The Thunderstorm Ghost is a favorite of Haunted Ohio author Chris Woodyard, who lives in Dayton. Though the identity of the ghost in question remains unknown, the story seems to stick with all those who hear it.

It was around the turn of the century that a young woman from the area when to collect berries in the woods, according to Igo. She was near Beantown when a thunderstorm rolled into the area. Taking refuge under a large oak tree she was apparently struck by lighting. When rescuers found her, she was frozen in place where electrocuted — standing rigid with her arms wide open and her mouth agape in the middle of a scream, according to Woodyard.
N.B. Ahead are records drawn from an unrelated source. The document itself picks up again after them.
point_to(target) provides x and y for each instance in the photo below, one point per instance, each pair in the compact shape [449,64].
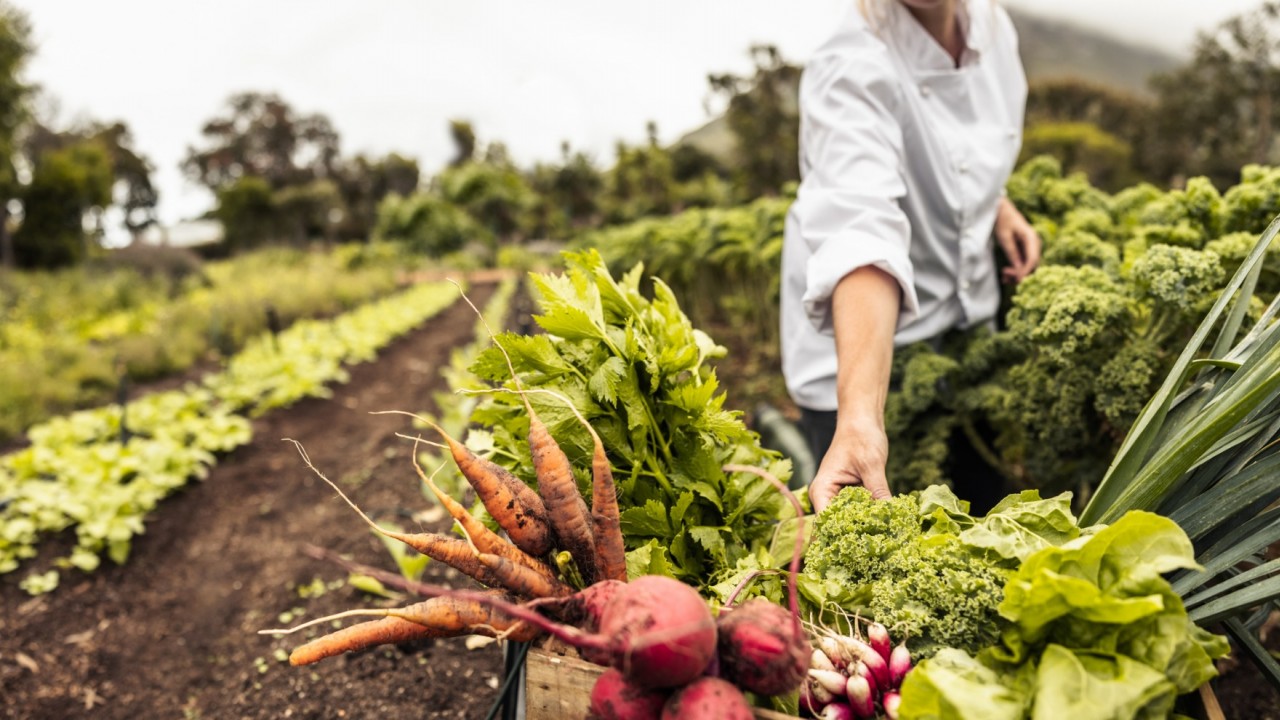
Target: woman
[910,123]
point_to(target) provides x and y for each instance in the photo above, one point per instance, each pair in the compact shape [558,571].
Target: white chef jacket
[903,163]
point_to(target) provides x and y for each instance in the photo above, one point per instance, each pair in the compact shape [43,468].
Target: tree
[246,212]
[494,194]
[1056,106]
[131,172]
[464,142]
[14,95]
[1217,112]
[764,117]
[364,182]
[640,183]
[67,183]
[263,136]
[1104,158]
[133,190]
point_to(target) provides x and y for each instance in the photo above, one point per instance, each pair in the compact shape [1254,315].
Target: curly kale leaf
[1078,249]
[1066,311]
[856,537]
[928,588]
[1178,278]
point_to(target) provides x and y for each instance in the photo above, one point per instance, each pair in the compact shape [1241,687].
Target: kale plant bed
[173,633]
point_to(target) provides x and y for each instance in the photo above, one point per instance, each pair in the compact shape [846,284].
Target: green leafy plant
[1093,630]
[1203,452]
[641,374]
[78,473]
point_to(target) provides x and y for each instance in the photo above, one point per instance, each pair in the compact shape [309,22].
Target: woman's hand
[1019,241]
[856,458]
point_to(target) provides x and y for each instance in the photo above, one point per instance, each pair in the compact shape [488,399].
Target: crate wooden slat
[558,687]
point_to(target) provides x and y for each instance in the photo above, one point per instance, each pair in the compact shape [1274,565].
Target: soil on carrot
[173,632]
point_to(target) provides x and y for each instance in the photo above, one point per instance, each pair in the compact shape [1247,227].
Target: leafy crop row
[77,473]
[65,337]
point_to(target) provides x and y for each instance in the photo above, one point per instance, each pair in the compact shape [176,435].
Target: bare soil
[173,633]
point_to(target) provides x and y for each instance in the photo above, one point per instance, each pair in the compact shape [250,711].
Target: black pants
[974,479]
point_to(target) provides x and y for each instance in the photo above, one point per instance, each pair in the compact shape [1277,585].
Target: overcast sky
[391,73]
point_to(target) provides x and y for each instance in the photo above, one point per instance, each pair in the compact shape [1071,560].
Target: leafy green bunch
[1093,630]
[923,566]
[1086,338]
[641,374]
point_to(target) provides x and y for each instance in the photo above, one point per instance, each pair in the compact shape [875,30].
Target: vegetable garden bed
[170,633]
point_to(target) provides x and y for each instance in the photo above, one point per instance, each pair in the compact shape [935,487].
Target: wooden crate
[558,687]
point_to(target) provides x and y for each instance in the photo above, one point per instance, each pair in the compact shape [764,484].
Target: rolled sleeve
[848,208]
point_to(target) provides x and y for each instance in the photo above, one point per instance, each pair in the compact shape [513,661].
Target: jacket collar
[923,53]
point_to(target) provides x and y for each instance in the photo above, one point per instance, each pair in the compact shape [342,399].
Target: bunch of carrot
[670,657]
[517,568]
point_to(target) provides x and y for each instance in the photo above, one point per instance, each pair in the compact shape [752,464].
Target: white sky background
[391,73]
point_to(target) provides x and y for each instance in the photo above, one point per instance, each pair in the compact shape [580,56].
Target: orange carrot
[521,580]
[513,505]
[484,538]
[611,551]
[455,552]
[611,554]
[565,506]
[437,618]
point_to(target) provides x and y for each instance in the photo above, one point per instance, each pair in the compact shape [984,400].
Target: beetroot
[615,698]
[708,698]
[763,647]
[760,648]
[662,634]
Not long after the tragedy, a traveling dry good salesman (or a drummer, depending on who you talk to), was caught in a thunderstorm in the area and found himself under an oak tree. In the next flash of lighting he saw a woman standing there, about whom the traveler/drummer said, “seemed to be screaming but you couldn’t hear her,” according to Woodyard. When he later told his story at the Ness Hotel, others told of a similar sighting. Unbelieving of the ghost was William Hafner, who always ridiculed the story, saying, “Show me one single reliable witness,” Igo wrote. While driving past the oak tree one night a thunderstorm broke out and after a bright flash, Hafner saw a woman, “all in white, arms out-stretched in an agonizing appeal for help,” Igo wrote. Hafner became a believer.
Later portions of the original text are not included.